Importantes atractivos fueron sus internados para hombres y señoritas, y el seminario. Fundado en 1862 el obispado tenía su asiento en Chilapa. Sus calles eran un ir y venir de monjas y sacerdotes. Como es de suponerse, era una ciudad muy conservadora. Las campanas arrebataban a las doce del día la hora del Angelus. Y en el lugar que tocara el sonoro momento, se hincaba la gente: a media calle, en las banquetas, en la plaza.
El domingo era, pues, de mercado. Los indígenas llegaban en sus burros o a pie cargando la cinta de palma para el sombrero, rollos y rollos, que a lo largo de la semana tejía la familia completa. Diariamente, se encontraban tejiendo la palma, caminando, en su casa, sentados en alguna banqueta.
Llegado el día entregaban el producto al comerciante, quien contaba los rollos y hacía las cuentas: “Del total voy a abonar diez pesos a tu cuenta. Aquí está tu frijolito, arroz, azúcar, sal y café. Tu botellita de mezcal y las ceras para que vayas a dar gracias a nuestro Señor, porque no te puedes ir sin visitar la catedral; y otros pesos para lo que necesites”. Analfabetas, de huaraches o descalzos, salían de esas auténticas tiendas de raya.
Todas las casas de los chilapeños tenían algo que vender. Cajas de cartón, envases de vaselina, botellas, cualquier empaque que usualmente debería terminar en el bote de la basura, era guardado y salían a dominguear en las puertas de los domicilios, en espera de algún indígena que los necesitara.
Alguien estaba enfermo, iba en busca del médico localizado siempre atrás del mostrador de su farmacia. Agachados, a media voz, hablaban de sus dolencias. El doctor interrumpía: “¿traes dinero para pagar?” Si el indígena mostraba el dinero, entonces tenía que esperar en la acera; su consulta no le daba derecho a pasar al consultorio.
Los domingos la catedral estaba saturada de familias procedentes de diferentes lugares de la Montaña, con sus ropas de manta llenas de parches, hijos colgados en el rebozo de las madres; los niños, los jóvenes, todos, mirando a Dios en sus alturas y oyendo la misa en latín. La pobreza reunida con la esperanza suprema.

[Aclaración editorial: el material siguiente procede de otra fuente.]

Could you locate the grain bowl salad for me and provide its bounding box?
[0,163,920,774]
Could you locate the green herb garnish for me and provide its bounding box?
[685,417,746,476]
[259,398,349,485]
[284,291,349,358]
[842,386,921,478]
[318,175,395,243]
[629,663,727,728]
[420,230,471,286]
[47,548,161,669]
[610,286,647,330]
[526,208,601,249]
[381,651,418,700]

Al atardecer los indígenas ya habían bebido el mezcal y gastado el dinero. Las esposas, los hijos, cargando ebrio al esposo, al papá, volvían a sus pueblos. En las orillas, en algún callejón oscuro, hacían sus necesidades. Pero ahí estaba la policía que los detendría “por faltas a la moral”, a menos que dieran mordida. Llegaban con algo y regresaban casi con nada.
El chilapeño Donato Miranda Fonseca, quien fuera secretario de la Presidencia con Adolfo López Mateos, promovió la construcción de la carretera Chilapa-Tlapa. Se acabaron el camino de terracería, que en lluvias era peor que los de herradura. Las Gacelas, como las combis de ahora, tenían la ruta Chilpancingo-Chilapa, que recorrían en tres o más horas de golpes entre zanjas y riesgos de volcadura.
Años después se pavimentaría la carretera Tlapa-Tehuacán, esa obra sería la ruina de Chilapa. El comercio de la Montaña se hizo con Puebla. Además, el sombrero y el rebozo dejaron de ser prendas únicas entre la población indígena.
Chilapa fue conocida como la Atenas del Sur, por su educación y ser la única ciudad que tenía biblioteca. Los chilpancingueños de la época de la Revolución, iban a pie o a caballo a leer en aquella biblioteca. Muchos guerrerenses se formaron en Chilapa al encontrar familias amigables que los acogieron cuando no podían pagar los internados. ¿Cómo olvidar su “santo olor a panadería”?
Las profundas raíces son el problema.